The Science-Backed Power of 90-Day Sprints for Business Growth

Why Long-Term Goals Don’t Stick

Every January, millions of people set New Year’s resolutions. The gyms are packed, diets are strict and optimism is high.
But by February, most people have already slipped.
By March, almost no one is still on track.

Research shows that the vast majority of resolutions collapse within the first few weeks and fewer than 10% are ever kept throughout the year (University of Adelaide, 2024).

The Problem With Annual Goals

It’s not that the resolutions themselves are bad. The challenge is the timeframe. A year is too long for most people to stay motivated.

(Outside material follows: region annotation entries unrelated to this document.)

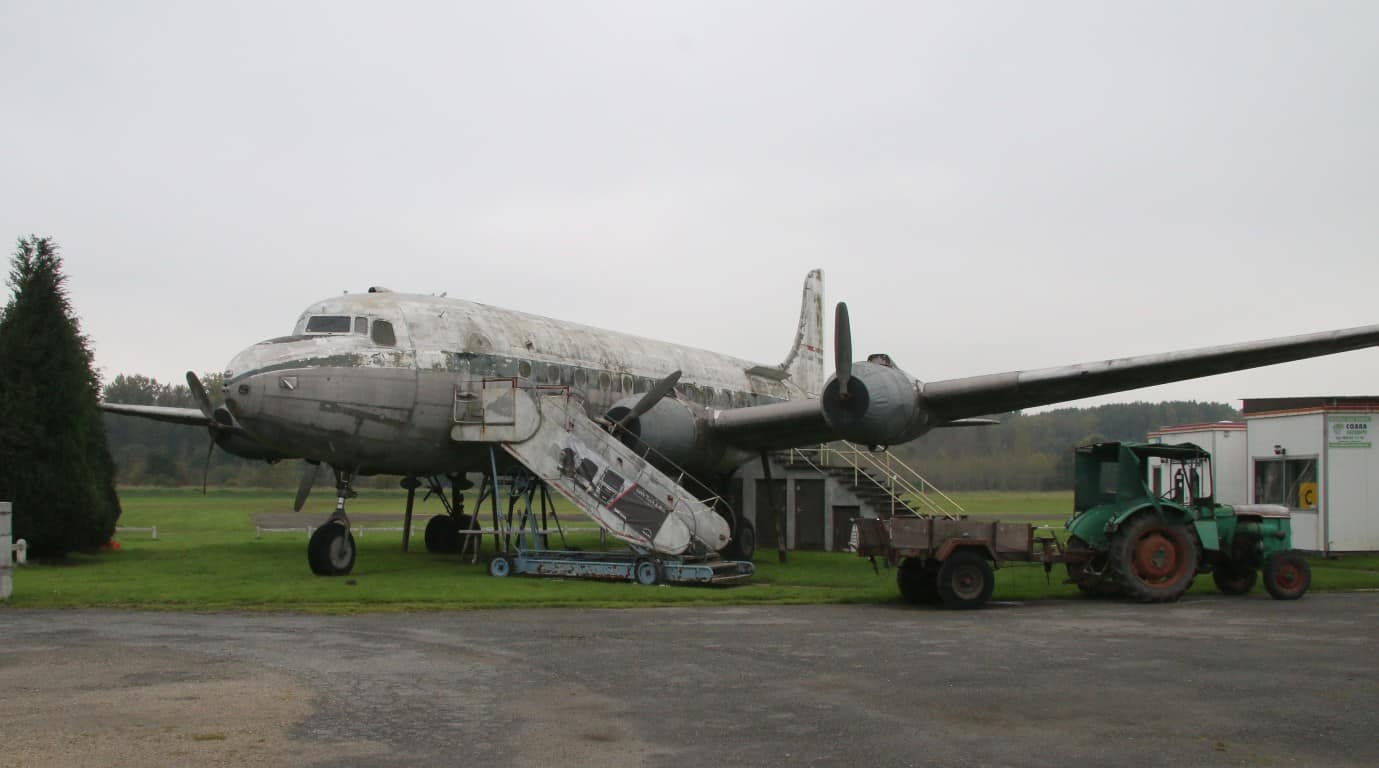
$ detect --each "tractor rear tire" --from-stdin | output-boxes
[1265,550,1311,600]
[936,549,996,609]
[1211,561,1259,596]
[895,557,939,605]
[1110,513,1197,603]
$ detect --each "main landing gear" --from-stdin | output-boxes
[306,469,356,576]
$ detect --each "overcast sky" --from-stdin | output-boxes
[0,0,1379,405]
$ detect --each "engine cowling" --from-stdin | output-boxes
[822,356,927,445]
[605,397,725,476]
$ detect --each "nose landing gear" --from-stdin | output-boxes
[306,467,356,576]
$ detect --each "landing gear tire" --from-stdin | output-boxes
[1265,552,1311,600]
[632,557,661,586]
[895,557,939,605]
[306,520,354,576]
[1211,563,1259,596]
[488,554,513,579]
[938,550,996,609]
[1110,513,1197,603]
[426,514,469,554]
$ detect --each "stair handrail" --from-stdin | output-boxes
[789,443,967,520]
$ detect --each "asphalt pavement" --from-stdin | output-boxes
[0,587,1379,768]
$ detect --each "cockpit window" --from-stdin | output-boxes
[370,320,397,346]
[306,314,350,334]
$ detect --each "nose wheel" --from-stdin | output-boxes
[306,467,354,576]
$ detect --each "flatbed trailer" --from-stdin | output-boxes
[855,516,1069,608]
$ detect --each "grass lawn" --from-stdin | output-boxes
[7,489,1379,614]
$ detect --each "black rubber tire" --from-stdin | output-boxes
[426,514,461,554]
[1110,513,1197,603]
[936,549,996,609]
[632,557,661,586]
[1211,560,1259,596]
[895,557,939,605]
[1265,550,1311,600]
[306,520,354,576]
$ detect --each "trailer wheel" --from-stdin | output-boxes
[632,557,661,586]
[488,554,513,579]
[895,557,939,605]
[1110,513,1197,603]
[1211,563,1259,594]
[1265,550,1311,600]
[938,549,996,609]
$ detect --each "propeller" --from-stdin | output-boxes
[611,371,681,434]
[833,302,852,400]
[292,459,321,512]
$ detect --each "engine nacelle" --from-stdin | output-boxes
[607,397,725,477]
[822,356,927,445]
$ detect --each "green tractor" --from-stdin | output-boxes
[1065,443,1311,603]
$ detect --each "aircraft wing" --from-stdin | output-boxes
[101,400,211,426]
[710,319,1379,451]
[920,319,1379,421]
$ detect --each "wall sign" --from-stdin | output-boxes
[1327,415,1371,448]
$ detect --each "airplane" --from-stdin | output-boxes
[101,269,1379,575]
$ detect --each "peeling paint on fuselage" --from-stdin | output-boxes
[225,292,807,476]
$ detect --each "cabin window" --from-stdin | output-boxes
[370,320,397,346]
[306,314,350,334]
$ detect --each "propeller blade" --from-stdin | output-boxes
[612,371,681,432]
[186,371,214,419]
[292,461,321,512]
[833,302,852,397]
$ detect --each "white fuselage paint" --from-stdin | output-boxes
[225,292,822,476]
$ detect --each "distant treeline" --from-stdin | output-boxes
[103,374,1240,491]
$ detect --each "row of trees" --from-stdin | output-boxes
[0,237,120,556]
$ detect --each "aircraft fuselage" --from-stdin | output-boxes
[223,292,822,476]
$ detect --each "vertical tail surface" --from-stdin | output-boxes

Priorities inevitably shift — just when we get focused on A, the demands of modern business force us to pivot to B. An annual plan simply isn’t agile enough for the way most of us work today.

We discount the future, we get distracted and even when we remain committed, we tend to overestimate what can be achieved in twelve months.

Conversely, we drastically underestimate what’s possible in a focused 90-day window.

Why Ninety Days Works

Ninety days is the unsung hero of stretch goals and exponential growth.

That’s why I’ve started running my marketing agency in 90-Day Growth Sprints™. Each Sprint sets one clear objective, defines 2–3 measurable results and drives to achieve them.

At the end of the cycle, we review, reset and start again — building momentum quarter by quarter until even the biggest goals become achievable.

The Psychology Behind Short Cycles

Psychological research helps explain why this works. Annual goals often fail because of temporal discounting — the tendency to undervalue future rewards while overestimating what’s realistic in the long term.

Studies in organisational psychology confirm that shorter, nearer-term goals drive higher effort and persistence (Steel & König, 2006; Latham & Seijts, 1999; Vancouver et al., 2001).

The Power of One Objective

Research also shows that performance drops sharply when teams juggle too many objectives. One specific, challenging goal consistently outperforms several vague or scattered ones (Locke & Latham, 2002; Seijts & Latham, 2005).

Growth Sprints enforce this discipline by focusing each quarter on one objective and just a handful of key results — creating the clarity that fuels progress.

The Compounding Effect of Iteration

Organisational studies add another layer: short, rhythmic planning cycles accelerate learning and adaptability.

The Carnegie Foundation’s Handbook on Improvement Science highlights the power of 90-day cycles for testing, iterating and refining in complex environments (Bryk et al., 2015).

Similar research in healthcare and quality improvement (Mohr & Batalden, 2002) confirms that repeated short cycles create faster knowledge transfer and stronger long-term performance than static annual plans.

How Constraint Creates Momentum

As Dr Benjamin Hardy writes in 10x Is Easier Than 2x: “When you constrain yourself to bigger goals, you drastically reduce your options. That constraint forces focus, which is what creates exponential growth.”

Growth Sprints give this principle a practical rhythm. Each quarter we constrain, focus, execute and then reset — unlocking compounding growth.

Flexibility Without Losing Focus

We also allocate space in each Sprint for ad hoc requests, enabling us to respond to seasonal opportunities or urgent needs.

These ad hoc requests are kept to less than 20% of the workload, while any larger projects that don’t fit the current cycle are deferred into the next — ensuring they still get the focus they deserve without diluting what matters most right now.

How Growth Becomes Sustainable

The result is a simple, science-backed operating system for growth: focused enough to achieve measurable results each quarter, structured enough to compound into your long-term vision and yet flexible enough to adapt to real-world opportunities along the way.